Even when Mercedes had a firm hold of said ball, Williams occasionally showed signs of being capable of robbing them of it, but simply never completed the tackle. Take the 2014 Austrian Grand Prix for example; the first indication that Williams had arrived at a circuit with a car genuinely capable of deposing Mercedes as the firm race favourite. Felipe Massa qualified first, backed up by his young Finnish team-mate, Valterri Bottas, alongside him in second.

Despite their superior qualifying pace, at no point during the race did Williams exude the sort of confidence that once accompanied them to so many of their 114 previous victories; it was all a bit ‘nervous’, the team seemingly unsure of strategy, reacting to the hunting Mercedes when it was all too late rather than forcing their hand and making a fight of it.

Ultimately, Mercedes would score yet another one-two finish whilst Bottas would join them on the podium, Massa having dropped to fourth come the race’s conclusion. Cries came that Williams had missed their opportunity, thrown away the race victory that could have been the catalyst for many more – they’d missed the start of the rejuvenation.

Massa would give Lewis Hamilton a run for his money in the season ending Abu Dhabi Grand Prix but not until this year’s British GP, again at Silverstone, would Williams have such a clear shot at victory – instead, the race would only further suggest that the once truly, meteorically great and faultless team have seemingly forgotten how to win.

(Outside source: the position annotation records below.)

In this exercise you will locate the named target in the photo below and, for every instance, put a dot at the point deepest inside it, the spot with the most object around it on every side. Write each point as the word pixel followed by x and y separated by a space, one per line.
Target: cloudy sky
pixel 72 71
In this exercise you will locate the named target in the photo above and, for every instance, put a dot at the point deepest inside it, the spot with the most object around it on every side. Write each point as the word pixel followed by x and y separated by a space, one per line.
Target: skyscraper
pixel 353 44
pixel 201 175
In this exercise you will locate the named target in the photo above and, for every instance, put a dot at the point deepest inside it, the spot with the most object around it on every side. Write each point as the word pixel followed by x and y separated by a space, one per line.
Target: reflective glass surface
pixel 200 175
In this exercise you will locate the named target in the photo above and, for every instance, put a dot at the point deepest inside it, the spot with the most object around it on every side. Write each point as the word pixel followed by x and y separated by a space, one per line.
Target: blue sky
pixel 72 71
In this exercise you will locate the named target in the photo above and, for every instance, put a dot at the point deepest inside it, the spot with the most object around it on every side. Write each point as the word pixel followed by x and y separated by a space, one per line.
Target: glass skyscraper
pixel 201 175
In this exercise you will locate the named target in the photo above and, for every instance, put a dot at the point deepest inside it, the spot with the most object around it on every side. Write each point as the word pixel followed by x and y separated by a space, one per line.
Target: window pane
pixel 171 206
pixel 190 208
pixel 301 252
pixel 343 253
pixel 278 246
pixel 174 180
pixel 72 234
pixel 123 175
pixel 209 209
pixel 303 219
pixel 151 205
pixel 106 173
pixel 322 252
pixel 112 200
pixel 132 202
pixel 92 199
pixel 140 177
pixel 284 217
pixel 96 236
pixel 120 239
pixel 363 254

Both Bottas and Massa’s launch from the start of the race was nothing short of sublime, the Brazilian finding himself with a sizeable lead after the very first corner. Massa even managed to defend his lead from an aggressive Hamilton following a brief safety car period, a moment which allowed the second Williams of Bottas to slither by Hamilton and stalk his leading team-mate.

Then Williams came over all ‘nervous’ again, seemingly unsure of how to play the cards they had been dealt. At first, the visibly quicker Bottas was ordered to hold station behind Massa – “do not race your team-mate” – while the two Mercedes hunted the Williams pair.

Every man and his dog will claim that they could see the benefits in releasing Bottas, allowing the Finn to build a lead whilst Massa held the Mercedes at bay, securing Williams a famous victory. Alas, the decision to allow Bottas to challenge Massa came too late from the Williams’ pit wall; by then, pit stops were imminent and Hamilton was close enough to capitalise on fresh rubber and benefit from the ‘undercut’ of pitting a lap before Massa.

Williams Brit GPThe rain that would come before the end of the race, further endorsing it as the race of the season so far, would curtail Williams’ afternoon further; Rosberg mastered the tricky, slippery conditions and splashed by both Williams, whilst Sebastian Vettel was in the right place – the pit lane – at the right time to change to intermediate tyres and jump both Massa and Bottas who had missed the sweet spot for pitting.

Someone often loses out when rain adds an element of unpredictability to a race and so perhaps it was simply unfortunate that Williams suffered most notably. But that period early in the race, under blissful sunshine, with both cars leading was their time to orchestrate their cars into a winning position. And they missed it.

Have Williams forgotten how to win? Or were they just particularly sensitive to the situation; who would dare ask Massa to concede a leading position given the years of hurt he endured at Ferrari under similar circumstances – who can forget the infamous “Fernando. Is. Faster. Than. You” message; Felipe Massa certainly remembers.

But if Williams want to win again and perhaps claim the victory that will be the catalyst and open the door for a flood of further success, there can be no room for sensitivities. They must be more aggressive and decisive with strategy; they must win again, for the good of the team and, arguably, for the good of Formula One – few would begrudge Sir Frank’s team success.